Leben Lernen 2018
Klett-Cotta, Stuttgart 2009, ISBN 978-3-608-89076-1, 256 S., Hör-CD, Broschur, Format 21 x 13,5 cm, € 27,95
Neue bildgebende Verfahren wie die funktionelle Kernspinntomografie und die funktionelle Magnetresonanztherapie und gut zwei Jahrzehnte Hirnforschung erlauben es, Menschen gleichsam beim Denken zuzuschauen. John-Dylan Haynes von der Berliner Charité geht noch einen Schritt weiter: Wenn man die Ergebnisse seiner Forschungen weiterspinnt, sollte es in einigen Jahren möglich sein, vorauszusagen, was Menschen denken und wie sie sich entscheiden werden. Dass derartige Perspektiven die Fantasien der Internationalen Gesellschaft für Kunst, Gestaltung und Therapie befeuern, verwundert kaum. Sie hat es sich zum Ziel gesetzt, die Wechselwirkungen zwischen Kunst, Gestaltung und Therapie und insbesondere zwischen der Kunst und der Lebensgestaltung des gesunden wie des kranken Menschen zu erforschen. In diesem Zusammenhang sollen nicht nur die heilenden, sondern auch die vorbeugenden Wirkungen der Künste in der Gestaltung des Alltags, in Erziehung und Unterricht, in der Therapie psychischer Erkrankungen, aber auch im Umgang mit Schwerkranken und Sterbenden einem systematischen Wissen näher gebracht werden.

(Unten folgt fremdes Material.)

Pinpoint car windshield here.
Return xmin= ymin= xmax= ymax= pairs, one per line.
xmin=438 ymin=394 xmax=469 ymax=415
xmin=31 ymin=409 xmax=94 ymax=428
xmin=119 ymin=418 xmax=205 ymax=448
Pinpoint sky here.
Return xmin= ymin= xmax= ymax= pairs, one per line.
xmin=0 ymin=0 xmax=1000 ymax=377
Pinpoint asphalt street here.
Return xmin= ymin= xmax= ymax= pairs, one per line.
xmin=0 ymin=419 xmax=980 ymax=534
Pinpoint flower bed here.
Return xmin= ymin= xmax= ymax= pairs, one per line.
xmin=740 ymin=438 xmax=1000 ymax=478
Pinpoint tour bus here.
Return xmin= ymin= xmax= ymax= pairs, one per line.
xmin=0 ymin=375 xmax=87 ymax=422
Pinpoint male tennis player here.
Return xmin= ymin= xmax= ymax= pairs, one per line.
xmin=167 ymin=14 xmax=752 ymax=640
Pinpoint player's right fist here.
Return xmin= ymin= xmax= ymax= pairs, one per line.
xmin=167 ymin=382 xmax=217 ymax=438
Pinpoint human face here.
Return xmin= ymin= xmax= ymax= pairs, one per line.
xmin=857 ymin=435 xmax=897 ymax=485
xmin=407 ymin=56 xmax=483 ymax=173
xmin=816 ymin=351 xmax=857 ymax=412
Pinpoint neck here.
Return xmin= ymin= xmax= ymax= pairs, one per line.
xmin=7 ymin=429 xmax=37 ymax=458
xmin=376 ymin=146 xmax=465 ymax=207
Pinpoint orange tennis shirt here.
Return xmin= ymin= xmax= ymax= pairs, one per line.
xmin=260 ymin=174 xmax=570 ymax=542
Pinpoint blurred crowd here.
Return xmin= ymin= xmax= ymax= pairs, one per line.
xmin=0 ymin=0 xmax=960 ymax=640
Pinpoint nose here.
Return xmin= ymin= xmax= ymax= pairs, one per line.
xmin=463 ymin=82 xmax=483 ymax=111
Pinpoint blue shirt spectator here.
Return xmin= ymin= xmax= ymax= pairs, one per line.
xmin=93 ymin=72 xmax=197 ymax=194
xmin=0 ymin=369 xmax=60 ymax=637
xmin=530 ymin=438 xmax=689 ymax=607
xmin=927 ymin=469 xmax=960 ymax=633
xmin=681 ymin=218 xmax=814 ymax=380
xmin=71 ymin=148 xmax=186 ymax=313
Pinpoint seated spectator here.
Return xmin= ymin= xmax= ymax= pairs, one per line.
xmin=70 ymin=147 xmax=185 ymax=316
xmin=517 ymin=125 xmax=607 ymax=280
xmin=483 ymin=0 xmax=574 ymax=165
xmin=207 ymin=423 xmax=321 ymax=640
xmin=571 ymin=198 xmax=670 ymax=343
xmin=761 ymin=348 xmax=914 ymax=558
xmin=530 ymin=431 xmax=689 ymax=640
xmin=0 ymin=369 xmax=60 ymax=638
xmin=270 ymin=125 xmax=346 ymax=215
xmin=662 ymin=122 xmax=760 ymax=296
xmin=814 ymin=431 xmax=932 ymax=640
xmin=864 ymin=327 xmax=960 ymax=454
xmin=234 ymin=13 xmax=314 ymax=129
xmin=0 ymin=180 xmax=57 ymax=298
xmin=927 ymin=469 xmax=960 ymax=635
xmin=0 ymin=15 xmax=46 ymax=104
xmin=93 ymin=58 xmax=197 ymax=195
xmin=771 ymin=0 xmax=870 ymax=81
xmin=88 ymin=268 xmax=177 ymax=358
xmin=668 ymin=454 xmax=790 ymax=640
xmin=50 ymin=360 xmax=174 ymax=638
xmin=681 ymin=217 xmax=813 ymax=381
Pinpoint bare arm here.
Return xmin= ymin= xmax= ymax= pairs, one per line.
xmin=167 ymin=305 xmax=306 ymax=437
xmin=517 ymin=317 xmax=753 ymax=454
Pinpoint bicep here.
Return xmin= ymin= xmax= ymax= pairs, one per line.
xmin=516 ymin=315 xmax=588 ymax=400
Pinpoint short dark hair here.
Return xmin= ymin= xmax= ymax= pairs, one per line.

Deshalb hat es sich für die Mitglieder der Gesellschaft nahegelegt, zu fragen, ob sich die vielfach beschriebenen Wirkungen künstlerischer Therapien nicht mit den Methoden der Hirnforschung nachweisen lassen. So hat die auf Bindungsforschung spezialisierte Anna Buchheim und ihre Gruppe untersucht, ob sich bei Boderline-Patientinnen im Vergleich zu Gesunden bei Bildern vom Allein- und Verlassensein Aktivierungen in Gehirnregionen zeigen, die mit Furcht oder Schmerz assoziiert sind. Im Ergebnis „zeigten die Borderline-Patientinnen signifikant häufiger „'traumatisch-dysregulierende' Marker im Vergleich zu Gesunden" (Anna Buchheim). Christoph Mundt, Heidelberg, gibt einen Überblick über neuere Studien zu neurobiologischen Aspekten kreativer Studien und Hans Förstl, München, beleuchtet das Gehirn als soziales Organ.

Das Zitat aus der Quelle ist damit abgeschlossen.